Links start and end, here you have to look at the collection page, and then look at the HTML file, generally <a href= start,> end. The middle content lets the collection program help you to put
Here has been close to success, at this time to insure a little, random point five pages, find the common ground of five pages, the beginning and end of the title, the beginning and end of the text to fill out,
The final Test. It should be okay.

Here to talk about pagination, there are two kinds of pagination, one is to capture the page pagination, the other is the content of the article page.

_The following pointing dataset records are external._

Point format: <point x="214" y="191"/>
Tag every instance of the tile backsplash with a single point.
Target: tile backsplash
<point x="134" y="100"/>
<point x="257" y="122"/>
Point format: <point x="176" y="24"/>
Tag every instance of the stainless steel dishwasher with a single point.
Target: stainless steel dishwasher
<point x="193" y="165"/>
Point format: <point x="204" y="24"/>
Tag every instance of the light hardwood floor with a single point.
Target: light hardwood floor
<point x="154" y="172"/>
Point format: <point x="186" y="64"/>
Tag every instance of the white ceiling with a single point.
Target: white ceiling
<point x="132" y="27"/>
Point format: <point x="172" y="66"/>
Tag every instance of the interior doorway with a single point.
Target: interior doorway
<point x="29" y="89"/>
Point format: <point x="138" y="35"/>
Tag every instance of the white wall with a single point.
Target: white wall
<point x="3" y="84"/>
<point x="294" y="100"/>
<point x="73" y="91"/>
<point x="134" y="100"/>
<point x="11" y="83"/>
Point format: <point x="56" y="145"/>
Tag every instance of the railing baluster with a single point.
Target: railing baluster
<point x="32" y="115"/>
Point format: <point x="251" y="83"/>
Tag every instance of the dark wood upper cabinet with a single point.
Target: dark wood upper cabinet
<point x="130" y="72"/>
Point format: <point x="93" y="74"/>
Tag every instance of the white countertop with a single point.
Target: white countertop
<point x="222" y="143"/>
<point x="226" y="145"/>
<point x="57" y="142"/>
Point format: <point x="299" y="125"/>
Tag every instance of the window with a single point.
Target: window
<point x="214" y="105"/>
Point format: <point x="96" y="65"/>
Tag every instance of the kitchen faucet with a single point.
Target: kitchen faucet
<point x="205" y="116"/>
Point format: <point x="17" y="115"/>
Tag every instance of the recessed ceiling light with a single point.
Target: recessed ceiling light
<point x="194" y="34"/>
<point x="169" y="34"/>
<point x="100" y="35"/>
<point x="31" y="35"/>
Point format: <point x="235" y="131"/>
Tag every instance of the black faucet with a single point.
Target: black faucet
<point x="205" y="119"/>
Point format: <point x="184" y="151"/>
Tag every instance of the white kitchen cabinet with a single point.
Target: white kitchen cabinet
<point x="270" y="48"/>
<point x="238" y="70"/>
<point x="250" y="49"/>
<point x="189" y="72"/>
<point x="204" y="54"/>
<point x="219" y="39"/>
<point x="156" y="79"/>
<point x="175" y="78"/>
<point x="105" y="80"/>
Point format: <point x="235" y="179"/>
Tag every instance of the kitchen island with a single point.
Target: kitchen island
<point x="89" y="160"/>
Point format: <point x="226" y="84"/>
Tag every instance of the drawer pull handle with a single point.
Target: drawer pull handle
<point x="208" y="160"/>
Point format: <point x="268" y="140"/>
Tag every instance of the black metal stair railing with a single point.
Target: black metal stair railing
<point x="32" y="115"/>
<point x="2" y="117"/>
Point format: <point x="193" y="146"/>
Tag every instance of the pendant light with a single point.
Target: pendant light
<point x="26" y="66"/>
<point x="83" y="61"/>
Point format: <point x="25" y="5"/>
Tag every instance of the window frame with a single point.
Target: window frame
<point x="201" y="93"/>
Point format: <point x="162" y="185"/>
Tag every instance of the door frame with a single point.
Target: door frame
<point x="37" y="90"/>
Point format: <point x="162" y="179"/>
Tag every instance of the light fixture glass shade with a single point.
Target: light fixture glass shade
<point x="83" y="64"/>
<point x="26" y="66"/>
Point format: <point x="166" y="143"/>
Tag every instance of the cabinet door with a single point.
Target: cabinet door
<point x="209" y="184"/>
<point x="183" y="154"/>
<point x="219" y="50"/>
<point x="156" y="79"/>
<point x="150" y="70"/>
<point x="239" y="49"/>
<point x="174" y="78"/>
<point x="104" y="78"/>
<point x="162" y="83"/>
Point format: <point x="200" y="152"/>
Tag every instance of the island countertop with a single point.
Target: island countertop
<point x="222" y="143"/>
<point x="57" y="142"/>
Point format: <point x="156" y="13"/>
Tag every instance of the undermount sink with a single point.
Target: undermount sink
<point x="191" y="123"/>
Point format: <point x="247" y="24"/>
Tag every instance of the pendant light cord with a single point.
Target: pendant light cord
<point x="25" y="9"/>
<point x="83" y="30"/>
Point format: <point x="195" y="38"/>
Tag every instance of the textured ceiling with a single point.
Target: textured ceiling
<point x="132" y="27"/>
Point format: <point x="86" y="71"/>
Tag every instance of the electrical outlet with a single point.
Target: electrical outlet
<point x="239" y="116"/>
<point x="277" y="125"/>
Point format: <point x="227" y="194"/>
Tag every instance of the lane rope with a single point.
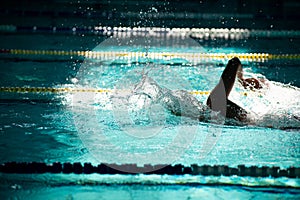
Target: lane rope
<point x="223" y="33"/>
<point x="154" y="55"/>
<point x="178" y="169"/>
<point x="77" y="90"/>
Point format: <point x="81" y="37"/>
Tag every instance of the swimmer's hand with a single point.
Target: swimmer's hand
<point x="251" y="83"/>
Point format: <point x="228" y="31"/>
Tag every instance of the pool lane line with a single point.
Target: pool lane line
<point x="83" y="90"/>
<point x="199" y="33"/>
<point x="160" y="169"/>
<point x="153" y="55"/>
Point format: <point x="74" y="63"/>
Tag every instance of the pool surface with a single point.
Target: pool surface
<point x="97" y="118"/>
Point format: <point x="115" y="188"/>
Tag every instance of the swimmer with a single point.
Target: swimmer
<point x="218" y="98"/>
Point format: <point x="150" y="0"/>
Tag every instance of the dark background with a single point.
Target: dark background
<point x="254" y="14"/>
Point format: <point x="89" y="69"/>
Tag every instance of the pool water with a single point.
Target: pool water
<point x="121" y="127"/>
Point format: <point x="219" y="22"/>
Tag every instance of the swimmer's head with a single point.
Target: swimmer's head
<point x="234" y="62"/>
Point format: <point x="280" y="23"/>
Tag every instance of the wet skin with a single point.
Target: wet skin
<point x="218" y="98"/>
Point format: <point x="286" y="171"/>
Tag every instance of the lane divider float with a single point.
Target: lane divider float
<point x="178" y="169"/>
<point x="154" y="55"/>
<point x="77" y="90"/>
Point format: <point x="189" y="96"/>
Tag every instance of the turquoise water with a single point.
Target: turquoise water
<point x="100" y="127"/>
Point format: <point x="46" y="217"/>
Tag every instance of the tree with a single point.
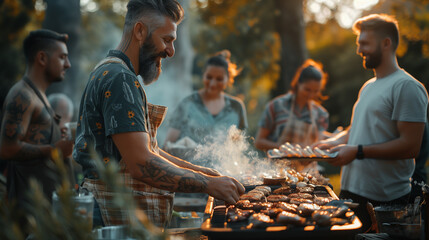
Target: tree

Pagination of Acquisition page:

Cases:

The following are program code:

News list URL: http://www.pconline.com.cn/mobile/news/hgxz/index_1.htmlhttp://www.pconline.com.cn/mobile/news/hgxz/index_1.html
List Start code: 1px solid; "> Articles List </TD>
List End code: <div align= "CENTER" >
List Index Paging: Batch generation: http://www.pconline.com.cn/mobile/news/hgxz/index_{$ID}.htmlhttp://www.pconline.com.cn/mobile/news /hgxz/index_{$ID}.html
Build Scope: 4to1
Link Start code: <a href= "
Link Close code: target= "_blank"
Title start tag:<title>
Title end tag:-Pacific Internet pconline-[Mobile phone new Express]</title>
Body start tag: advertising:ad_top</iframe>
Body end tag: <br clear=all>


Notice the difference between the list URL and the list index paging link: The index_1.html is changed to index_{$ID}.html,
Build scope: How many pages are there? To?, there are two options, from the back to the front, before and after, whatever you like.

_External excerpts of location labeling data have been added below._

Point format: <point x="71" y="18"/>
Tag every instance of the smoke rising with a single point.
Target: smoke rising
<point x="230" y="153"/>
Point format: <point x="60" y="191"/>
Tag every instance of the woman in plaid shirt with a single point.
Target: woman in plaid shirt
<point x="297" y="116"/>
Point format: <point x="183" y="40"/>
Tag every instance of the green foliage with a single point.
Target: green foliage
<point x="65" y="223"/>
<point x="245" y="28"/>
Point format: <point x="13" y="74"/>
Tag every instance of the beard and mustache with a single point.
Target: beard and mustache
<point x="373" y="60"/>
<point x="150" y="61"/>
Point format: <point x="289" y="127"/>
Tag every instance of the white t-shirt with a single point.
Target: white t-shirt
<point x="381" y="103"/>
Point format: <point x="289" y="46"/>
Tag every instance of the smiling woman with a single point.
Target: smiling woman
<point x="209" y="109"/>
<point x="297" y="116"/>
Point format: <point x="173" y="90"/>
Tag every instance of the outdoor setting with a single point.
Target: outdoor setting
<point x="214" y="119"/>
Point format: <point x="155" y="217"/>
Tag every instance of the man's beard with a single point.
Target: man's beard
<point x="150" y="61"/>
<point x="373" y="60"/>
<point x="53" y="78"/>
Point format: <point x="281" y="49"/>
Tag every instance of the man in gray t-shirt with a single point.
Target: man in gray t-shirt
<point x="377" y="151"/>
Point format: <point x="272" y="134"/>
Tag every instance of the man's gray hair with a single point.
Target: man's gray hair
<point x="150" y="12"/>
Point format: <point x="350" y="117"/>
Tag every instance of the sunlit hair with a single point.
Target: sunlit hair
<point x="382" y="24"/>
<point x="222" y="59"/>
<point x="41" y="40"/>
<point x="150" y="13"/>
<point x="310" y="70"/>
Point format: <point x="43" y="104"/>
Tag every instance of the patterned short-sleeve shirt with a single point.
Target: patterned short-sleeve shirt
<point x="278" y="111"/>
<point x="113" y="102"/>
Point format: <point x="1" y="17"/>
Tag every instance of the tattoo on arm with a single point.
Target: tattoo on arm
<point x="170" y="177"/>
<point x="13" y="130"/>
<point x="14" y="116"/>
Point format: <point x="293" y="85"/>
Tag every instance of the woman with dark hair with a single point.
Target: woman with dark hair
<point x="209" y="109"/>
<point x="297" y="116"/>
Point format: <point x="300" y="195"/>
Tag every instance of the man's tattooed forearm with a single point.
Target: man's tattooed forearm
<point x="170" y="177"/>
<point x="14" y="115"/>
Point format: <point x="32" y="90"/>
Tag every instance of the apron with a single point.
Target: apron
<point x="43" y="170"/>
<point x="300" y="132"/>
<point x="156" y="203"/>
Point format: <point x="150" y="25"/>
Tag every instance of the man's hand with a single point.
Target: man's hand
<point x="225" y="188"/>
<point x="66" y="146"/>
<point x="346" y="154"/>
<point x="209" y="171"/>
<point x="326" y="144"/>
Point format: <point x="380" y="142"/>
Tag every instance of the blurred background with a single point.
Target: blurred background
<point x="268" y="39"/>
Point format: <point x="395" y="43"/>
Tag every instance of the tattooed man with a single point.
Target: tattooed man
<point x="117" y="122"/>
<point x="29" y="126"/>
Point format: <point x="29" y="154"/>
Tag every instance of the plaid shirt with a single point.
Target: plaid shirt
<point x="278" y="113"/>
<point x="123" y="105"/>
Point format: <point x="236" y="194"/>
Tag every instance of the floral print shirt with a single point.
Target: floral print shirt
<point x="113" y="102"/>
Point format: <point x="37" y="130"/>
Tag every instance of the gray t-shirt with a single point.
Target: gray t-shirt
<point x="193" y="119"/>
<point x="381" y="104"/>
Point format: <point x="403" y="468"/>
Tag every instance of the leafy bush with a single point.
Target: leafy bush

page pagination for content pages:

Cases:

The following are program code:

News list URL: http://www.enet.com.cn/emobile/inforcenter/articlelist.jsp?page=1&atype=A&acid=4146http:// www.enet.com.cn/emobile/inforcenter/articlelist.jsp?page=1&atype=A&acid=4146
List Start code: &LT;TD class= "Filter4" width= "><font color=" "#FFFFFF" > Mobile Information
List End code: &LT;TD height= "2" ></td>
Batch generation: http://www.enet.com.cn/emobile/inforcenter/articlelist.jsp?page={$ID}&atype=a&acid=4146http:// www.enet.com.cn/emobile/inforcenter/articlelist.jsp?page={$ID}&atype=a&acid=4146
Build scope: 10to1 (this benefit is the latest news in front, otherwise just like the collection page, the last page for the latest news)
Link Start code: <td><a href= "
Link Close code: target= "_blank"
Title start tag: <strong class= "P24" >
Title end tag: <td align= "center" > (here to copy the preceding blanks, otherwise there will be errors)
Body start tag: <table width= "100%" border= "0" cellspacing= "0" cellpadding= "2" align= "Center" >
Body end tag: <p id= "Adv_under_cont" ></p>
Next page start tag: <a href= "./(Find the next page, put the <a href="./space copied)
Next end tag: "> Next page </a>

Notice the beginning and end of the next page: Find the paging code and find the code for the next page: Define the next page start and end OK. Try a few more here, because the code has a small range of options.

Contact Us

The content source of this page is from Internet, which doesn't represent Alibaba Cloud's opinion; products and services mentioned on that page don't have any relationship with Alibaba Cloud. If the content of the page makes you feel confusing, please write us an email, we will handle the problem within 5 days after receiving your email.

If you find any instances of plagiarism from the community, please send an email to: info-contact@alibabacloud.com and provide relevant evidence. A staff member will contact you within 5 working days.

A Free Trial That Lets You Build Big!

Start building with 50+ products and up to 12 months usage for Elastic Compute Service

  • Sales Support

    1 on 1 presale consultation

  • After-Sales Support

    24/7 Technical Support 6 Free Tickets per Quarter Faster Response

  • Alibaba Cloud offers highly flexible support services tailored to meet your exact needs.